Rechercher des moyens de faire pression sur Israël« Donner de l'argent, c'est bien ; cela apaise nos consciences et aide, mais il est impératif de mettre fin au génocide. » Tel est le message central de Lidón, de Yala Nafarroa. Pour la militante, les citoyens peuvent faire pression sur les groupes politiques pour inciter les gouvernements à imposer des sanctions à Israël et à rompre les relations. « Quel que soit le montant de nos dons, les organisations ne peuvent pas entrer dans Gaza ni dans un village de Naplouse [en Cisjordanie] », ajoute-t-elle.
Pour Lidón, le système BDS (Boycott, Désinvestissement, Sanctions) est un outil fondamental, conçu par les Palestiniens eux-mêmes pour « mettre fin à l'apartheid et au système colonial israélien ». La pression, poursuit-elle, peut prendre la forme de boycotts économiques , sportifs, culturels ou universitaires. « Israël utilise la culture et le sport comme un outil politique pour se normaliser en tant que pays », affirme Lidón, qui insiste sur la nécessité de souligner qu'un athlète, par exemple, n'est pas seulement un athlète, mais représente son État et, dans le cas d'Israël, « a accompli son service militaire obligatoire ».
Donner de l’argent, c’est bien, ça apaise notre conscience et ça aide, mais il est impératif de mettre fin au génocide.
Lidón Soriano, de la plateforme navarraise Yala Nafarroa.

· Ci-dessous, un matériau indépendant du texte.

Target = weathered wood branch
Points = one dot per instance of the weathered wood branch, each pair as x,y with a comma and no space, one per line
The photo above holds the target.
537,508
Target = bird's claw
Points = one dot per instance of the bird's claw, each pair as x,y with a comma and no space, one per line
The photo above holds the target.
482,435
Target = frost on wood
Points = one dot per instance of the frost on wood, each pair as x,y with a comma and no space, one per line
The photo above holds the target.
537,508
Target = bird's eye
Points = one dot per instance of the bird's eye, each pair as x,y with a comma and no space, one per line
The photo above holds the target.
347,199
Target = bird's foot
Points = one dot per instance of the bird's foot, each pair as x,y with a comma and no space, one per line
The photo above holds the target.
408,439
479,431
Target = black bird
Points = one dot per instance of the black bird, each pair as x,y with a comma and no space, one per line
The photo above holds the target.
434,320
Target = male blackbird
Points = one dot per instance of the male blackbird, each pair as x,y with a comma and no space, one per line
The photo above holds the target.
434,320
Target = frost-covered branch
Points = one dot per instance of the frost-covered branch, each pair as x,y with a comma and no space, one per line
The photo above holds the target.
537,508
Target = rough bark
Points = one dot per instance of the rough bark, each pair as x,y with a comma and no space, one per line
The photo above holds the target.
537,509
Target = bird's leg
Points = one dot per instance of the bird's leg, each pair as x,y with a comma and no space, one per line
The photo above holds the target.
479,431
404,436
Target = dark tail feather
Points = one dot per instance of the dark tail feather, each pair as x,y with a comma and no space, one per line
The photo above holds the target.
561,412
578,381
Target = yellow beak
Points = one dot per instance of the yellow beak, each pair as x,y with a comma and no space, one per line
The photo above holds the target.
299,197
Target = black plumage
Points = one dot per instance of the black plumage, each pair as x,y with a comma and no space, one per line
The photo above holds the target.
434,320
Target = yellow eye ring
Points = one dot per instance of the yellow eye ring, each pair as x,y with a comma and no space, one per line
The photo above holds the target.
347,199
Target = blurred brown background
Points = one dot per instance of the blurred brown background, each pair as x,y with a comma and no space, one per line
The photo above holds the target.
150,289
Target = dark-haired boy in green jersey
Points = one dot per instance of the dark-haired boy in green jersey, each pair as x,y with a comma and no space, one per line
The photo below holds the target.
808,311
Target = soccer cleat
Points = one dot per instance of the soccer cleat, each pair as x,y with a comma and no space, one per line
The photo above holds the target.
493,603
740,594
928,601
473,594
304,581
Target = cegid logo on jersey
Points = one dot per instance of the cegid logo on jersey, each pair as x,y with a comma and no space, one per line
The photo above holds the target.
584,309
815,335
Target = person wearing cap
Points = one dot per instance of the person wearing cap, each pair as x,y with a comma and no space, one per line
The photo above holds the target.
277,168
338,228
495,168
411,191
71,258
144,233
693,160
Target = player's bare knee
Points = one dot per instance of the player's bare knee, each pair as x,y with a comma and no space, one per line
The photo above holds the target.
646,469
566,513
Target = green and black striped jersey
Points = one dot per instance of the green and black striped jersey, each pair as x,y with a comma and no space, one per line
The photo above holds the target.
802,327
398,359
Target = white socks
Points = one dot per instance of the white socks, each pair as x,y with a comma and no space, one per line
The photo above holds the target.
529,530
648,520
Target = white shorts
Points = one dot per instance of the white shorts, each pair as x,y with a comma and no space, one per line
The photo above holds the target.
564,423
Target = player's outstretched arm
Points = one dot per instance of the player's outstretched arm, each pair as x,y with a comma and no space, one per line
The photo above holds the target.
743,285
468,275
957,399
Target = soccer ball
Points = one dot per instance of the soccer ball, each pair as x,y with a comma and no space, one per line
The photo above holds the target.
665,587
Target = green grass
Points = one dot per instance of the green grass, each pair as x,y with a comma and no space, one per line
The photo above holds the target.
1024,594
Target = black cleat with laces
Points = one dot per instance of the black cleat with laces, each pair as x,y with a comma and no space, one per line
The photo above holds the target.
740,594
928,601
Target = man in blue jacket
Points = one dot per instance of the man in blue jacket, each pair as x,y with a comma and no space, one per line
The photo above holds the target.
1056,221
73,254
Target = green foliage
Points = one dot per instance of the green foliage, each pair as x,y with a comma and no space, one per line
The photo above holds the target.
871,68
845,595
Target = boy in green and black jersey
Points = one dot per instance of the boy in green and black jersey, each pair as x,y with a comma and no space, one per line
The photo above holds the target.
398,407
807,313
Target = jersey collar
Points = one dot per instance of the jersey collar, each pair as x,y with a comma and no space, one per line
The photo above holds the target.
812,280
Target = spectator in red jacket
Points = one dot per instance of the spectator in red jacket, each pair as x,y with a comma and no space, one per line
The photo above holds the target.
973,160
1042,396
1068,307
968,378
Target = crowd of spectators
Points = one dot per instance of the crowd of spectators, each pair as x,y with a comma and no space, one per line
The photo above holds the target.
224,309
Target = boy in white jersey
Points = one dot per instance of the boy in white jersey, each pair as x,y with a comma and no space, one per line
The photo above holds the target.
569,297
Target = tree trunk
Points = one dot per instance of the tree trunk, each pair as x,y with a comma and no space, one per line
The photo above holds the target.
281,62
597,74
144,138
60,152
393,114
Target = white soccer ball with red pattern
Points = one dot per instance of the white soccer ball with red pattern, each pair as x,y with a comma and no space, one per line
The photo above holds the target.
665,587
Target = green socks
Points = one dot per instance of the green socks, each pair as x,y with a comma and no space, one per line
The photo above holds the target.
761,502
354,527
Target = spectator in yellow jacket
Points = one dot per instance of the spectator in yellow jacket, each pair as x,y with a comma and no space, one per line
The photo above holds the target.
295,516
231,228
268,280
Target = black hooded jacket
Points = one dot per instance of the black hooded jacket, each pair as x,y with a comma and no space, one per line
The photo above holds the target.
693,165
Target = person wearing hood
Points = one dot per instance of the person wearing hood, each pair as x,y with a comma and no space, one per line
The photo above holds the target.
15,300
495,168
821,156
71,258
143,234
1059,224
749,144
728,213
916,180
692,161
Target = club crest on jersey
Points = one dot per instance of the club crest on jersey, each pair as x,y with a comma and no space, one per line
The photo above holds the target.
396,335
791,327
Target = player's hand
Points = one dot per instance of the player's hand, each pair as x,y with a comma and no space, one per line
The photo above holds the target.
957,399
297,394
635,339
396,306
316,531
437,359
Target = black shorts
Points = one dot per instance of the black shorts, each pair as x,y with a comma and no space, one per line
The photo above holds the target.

Pour Amnesty International, une autre option est la pression par le biais des signatures. L'organisation lance actuellement une pétition en ligne appelant « Israël à mettre fin au génocide ». À ce jour, elle a recueilli 227 000 signatures sur un objectif de 230 000. Selon Carlos de las Heras, la pétition exige que la communauté internationale prenne des mesures « telles qu'un embargo sur les armes ou une interdiction d'importation de produits provenant des colonies israéliennes illégales en Cisjordanie ». Les signatures, ajoute-t-il, sont régulièrement transmises aux autorités, accompagnées de rapports et de nouvelles recherches. Il reconnaît toutefois que les initiatives concernant la Palestine « n'ont pas eu beaucoup de succès jusqu'à présent ».
Pour la directrice de MSF-Espagne, l'essentiel est que les citoyens continuent de trouver des moyens d'aider les civils palestiniens, quelles que soient les barrières idéologiques. « Certains peuvent faire un don à une organisation, d'autres peuvent se rendre à Gaza pour travailler, d'autres encore peuvent écrire un article, d'autres encore peuvent participer à une manifestation. Chacun doit trouver sa propre façon de s'intégrer à cette communauté, et tous sont légitimes », conclut-elle.